C’est fini la mascarade !
« On est fatigués de jouer les utilitaires dans le théâtre de la mémoire de Monsieur » 1. Prise de position définitive des domestiques, dont la lecture se déploie de plusieurs façons. D’abord en référence au théâtre de Marivaux, dans lequel maîtres et valets s’échangent l’habit juste le temps de s’essayer au monde et de l’appréhender d’un autre point de vue social. Mitty et Arnold, eux, jouent le travestissement par la parole – et non pas par le costume – et n’ont pas d’alternative que d’interpréter, de répéter chaque année les simulacres d’une aristocratie maintenant disparue. Seul le maître y prend encore plaisir. Les valets, eux, n’en retirent plus que leur salaire, avec une certaine forme de sadisme.

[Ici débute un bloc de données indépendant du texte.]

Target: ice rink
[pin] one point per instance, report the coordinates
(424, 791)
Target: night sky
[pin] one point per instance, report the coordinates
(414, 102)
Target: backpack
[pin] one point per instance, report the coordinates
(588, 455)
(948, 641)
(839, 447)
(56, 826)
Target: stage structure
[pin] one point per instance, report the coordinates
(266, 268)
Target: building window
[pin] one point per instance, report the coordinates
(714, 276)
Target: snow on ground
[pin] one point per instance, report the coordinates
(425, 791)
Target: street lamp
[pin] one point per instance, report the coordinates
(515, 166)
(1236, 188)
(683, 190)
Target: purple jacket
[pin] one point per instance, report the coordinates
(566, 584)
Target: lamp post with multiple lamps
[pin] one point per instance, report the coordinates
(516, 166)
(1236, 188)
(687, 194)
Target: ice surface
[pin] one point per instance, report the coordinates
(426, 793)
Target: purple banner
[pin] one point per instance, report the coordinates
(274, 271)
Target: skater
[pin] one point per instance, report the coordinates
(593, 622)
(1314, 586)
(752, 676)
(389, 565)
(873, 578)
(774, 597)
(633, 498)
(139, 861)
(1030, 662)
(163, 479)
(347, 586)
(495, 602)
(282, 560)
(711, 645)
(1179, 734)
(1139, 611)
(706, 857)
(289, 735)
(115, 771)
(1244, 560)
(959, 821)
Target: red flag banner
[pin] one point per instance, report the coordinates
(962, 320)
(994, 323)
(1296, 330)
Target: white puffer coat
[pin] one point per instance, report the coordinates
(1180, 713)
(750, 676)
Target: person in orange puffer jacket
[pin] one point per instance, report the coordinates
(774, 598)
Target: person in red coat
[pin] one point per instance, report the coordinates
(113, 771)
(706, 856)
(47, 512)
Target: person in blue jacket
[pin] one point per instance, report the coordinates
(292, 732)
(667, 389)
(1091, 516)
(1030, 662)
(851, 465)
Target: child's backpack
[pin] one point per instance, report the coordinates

Fatigués de devoir toujours camper les mêmes rôles, ils nous disent que l’habit ne fait plus le moine, en tout cas pas la noblesse. Ils signent ici la fin de l’entretien rituel des souvenirs poussiéreux d’une aristocratie de province avilissante, élite de faux jetons et de pique-assiette aux mœurs immorales. Quand Monsieur veut se rappeler les heureuses scènes de sa vie, les serviteurs sont les mieux placés pour lui rafraîchir tout le théâtre de sa mémoire, et lui livrer jusqu’aux secrets échangés dans les coulisses.
Y a-t-il prescription ?
L’homme est veuf, sans famille, au milieu des ruines d’un domaine, à l’image de son esprit qui se délite, rongé par les dettes. Il n’a même plus ses souvenirs pour égayer les quelques années qu’il lui reste à vivre. Bref, la solitude. Celle que l’on ne souhaite à personne. Pourtant cela n’empêche pas Mitty et Arnold d’emmener ce fossile un peu plus près du désespoir, comédie sur fond de cruauté. Ce vieillard en fin de vie, c’est tragique, et ils en rient. À travers ce jeu de pouvoir menant à l’inversion des rôles de maître et valets, le chasseur criminel devient la proie. À terre, dépouillé de ses illusions et confronté à ses crimes, ne demeure que l’espoir ou ses réminiscences d’amour. Au-delà de sa lecture, la pièce nous interroge : doit-on les lui laisser ou doit-on l’achever ? Faut-il abattre du gibier pour bien finir une partie de chasse ?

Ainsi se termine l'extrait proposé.